The room hung heavy with that fragile truce, but I wasn’t about to let it soften me too much, not yet. My voice dropped, colder than before, sharp as a diamond edge.

“Listen carefully, Lamia. Tomorrow morning, I want all your things back here, in this penthouse. Every last bag, every shoe, every designer label you’ve got stashed away in that mansion of yours.”

She blinked, caught off guard, but her smirk didn’t waver. “You want me to move back in? Just like that?”

I stepped closer, fixing her with a look that brooked no argument. “I don’t care about the ‘why.’ I care about what’s best for Faisal. And if you want a piece of his life, you get to be present. Not disappear halfway between Antipolo and Peterson’s place.”

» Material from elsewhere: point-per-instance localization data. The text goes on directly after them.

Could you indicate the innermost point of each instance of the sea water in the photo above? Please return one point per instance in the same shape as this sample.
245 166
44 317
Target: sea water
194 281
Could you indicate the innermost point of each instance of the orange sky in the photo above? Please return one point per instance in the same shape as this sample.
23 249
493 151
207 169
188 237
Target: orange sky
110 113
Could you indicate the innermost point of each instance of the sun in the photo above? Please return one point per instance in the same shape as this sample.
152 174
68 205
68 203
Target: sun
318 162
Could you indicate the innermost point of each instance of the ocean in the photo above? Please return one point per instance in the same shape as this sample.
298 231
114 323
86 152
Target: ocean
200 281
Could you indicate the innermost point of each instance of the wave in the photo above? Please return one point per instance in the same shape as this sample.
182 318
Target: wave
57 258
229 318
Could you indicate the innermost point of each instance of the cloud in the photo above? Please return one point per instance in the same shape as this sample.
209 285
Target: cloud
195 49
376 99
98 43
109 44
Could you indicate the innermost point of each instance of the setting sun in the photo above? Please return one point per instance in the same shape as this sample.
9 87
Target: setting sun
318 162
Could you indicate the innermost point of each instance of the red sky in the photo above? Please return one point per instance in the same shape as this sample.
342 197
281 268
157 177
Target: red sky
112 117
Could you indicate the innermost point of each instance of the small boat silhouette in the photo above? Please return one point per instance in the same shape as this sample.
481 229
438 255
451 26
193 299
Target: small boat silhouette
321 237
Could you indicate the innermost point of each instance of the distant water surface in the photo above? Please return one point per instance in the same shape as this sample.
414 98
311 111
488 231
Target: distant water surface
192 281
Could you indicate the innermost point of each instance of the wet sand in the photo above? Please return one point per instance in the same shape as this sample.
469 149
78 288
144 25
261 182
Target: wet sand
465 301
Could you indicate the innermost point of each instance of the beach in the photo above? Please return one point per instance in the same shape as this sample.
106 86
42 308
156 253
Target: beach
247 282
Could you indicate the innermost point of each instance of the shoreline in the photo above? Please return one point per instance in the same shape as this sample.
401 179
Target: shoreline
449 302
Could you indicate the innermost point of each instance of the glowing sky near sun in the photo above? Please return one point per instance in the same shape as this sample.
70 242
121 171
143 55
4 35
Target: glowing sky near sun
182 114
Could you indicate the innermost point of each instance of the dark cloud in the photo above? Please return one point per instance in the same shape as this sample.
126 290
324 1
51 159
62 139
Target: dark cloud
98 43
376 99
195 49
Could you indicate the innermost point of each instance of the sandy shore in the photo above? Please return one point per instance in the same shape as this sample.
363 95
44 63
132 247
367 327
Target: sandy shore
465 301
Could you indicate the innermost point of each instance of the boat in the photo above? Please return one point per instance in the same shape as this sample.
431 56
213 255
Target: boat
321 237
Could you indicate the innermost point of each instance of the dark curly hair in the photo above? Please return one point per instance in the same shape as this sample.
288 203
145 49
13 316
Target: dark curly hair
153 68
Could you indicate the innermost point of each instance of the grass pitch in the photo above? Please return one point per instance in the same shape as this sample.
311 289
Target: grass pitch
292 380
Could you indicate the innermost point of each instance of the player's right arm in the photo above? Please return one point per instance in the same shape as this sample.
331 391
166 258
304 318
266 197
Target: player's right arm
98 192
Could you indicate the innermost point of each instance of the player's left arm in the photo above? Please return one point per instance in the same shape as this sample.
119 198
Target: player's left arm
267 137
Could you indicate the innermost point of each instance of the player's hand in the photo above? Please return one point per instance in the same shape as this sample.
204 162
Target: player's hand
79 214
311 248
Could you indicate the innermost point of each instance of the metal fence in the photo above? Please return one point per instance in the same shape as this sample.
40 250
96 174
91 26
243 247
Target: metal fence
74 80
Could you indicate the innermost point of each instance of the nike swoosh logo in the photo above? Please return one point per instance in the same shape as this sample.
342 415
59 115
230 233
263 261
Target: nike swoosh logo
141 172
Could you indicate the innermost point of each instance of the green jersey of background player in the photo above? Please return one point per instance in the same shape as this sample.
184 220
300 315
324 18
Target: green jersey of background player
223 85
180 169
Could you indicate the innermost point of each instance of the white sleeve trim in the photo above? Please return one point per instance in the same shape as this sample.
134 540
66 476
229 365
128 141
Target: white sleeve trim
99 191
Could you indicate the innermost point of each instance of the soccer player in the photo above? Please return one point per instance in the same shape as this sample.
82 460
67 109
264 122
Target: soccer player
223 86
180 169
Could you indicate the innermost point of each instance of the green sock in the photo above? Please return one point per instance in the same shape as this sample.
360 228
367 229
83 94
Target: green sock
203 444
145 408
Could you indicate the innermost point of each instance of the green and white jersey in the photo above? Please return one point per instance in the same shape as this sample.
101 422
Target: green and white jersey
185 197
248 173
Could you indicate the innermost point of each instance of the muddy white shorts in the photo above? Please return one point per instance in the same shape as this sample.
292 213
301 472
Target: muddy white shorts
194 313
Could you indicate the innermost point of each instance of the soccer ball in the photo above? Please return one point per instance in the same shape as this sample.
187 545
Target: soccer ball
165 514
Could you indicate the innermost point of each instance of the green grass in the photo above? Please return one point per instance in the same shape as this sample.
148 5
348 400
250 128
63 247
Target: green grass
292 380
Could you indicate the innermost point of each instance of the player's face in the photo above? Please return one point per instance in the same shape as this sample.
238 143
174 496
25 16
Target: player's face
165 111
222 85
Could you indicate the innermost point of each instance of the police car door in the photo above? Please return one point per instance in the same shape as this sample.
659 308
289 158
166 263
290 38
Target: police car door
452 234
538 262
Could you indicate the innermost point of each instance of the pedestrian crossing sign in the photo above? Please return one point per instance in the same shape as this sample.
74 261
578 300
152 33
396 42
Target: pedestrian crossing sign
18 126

Lamia’s eyes flickered with something unreadable, frustration, maybe, or challenge.

“Fine,” she said, voice cool but steady. “I’ll bring my things. But don’t think this means I’m signing up for your rules.”

I shrugged, already turning away toward the nursery again. “We’ll see. For now, just get your act together. Tomorrow starts the new game.”

She laughed, low and sharp. “You always did love playing hardball, Rani.”

I glanced back, a savage smile on my lips.

“And you? You’re just finally coming to play.”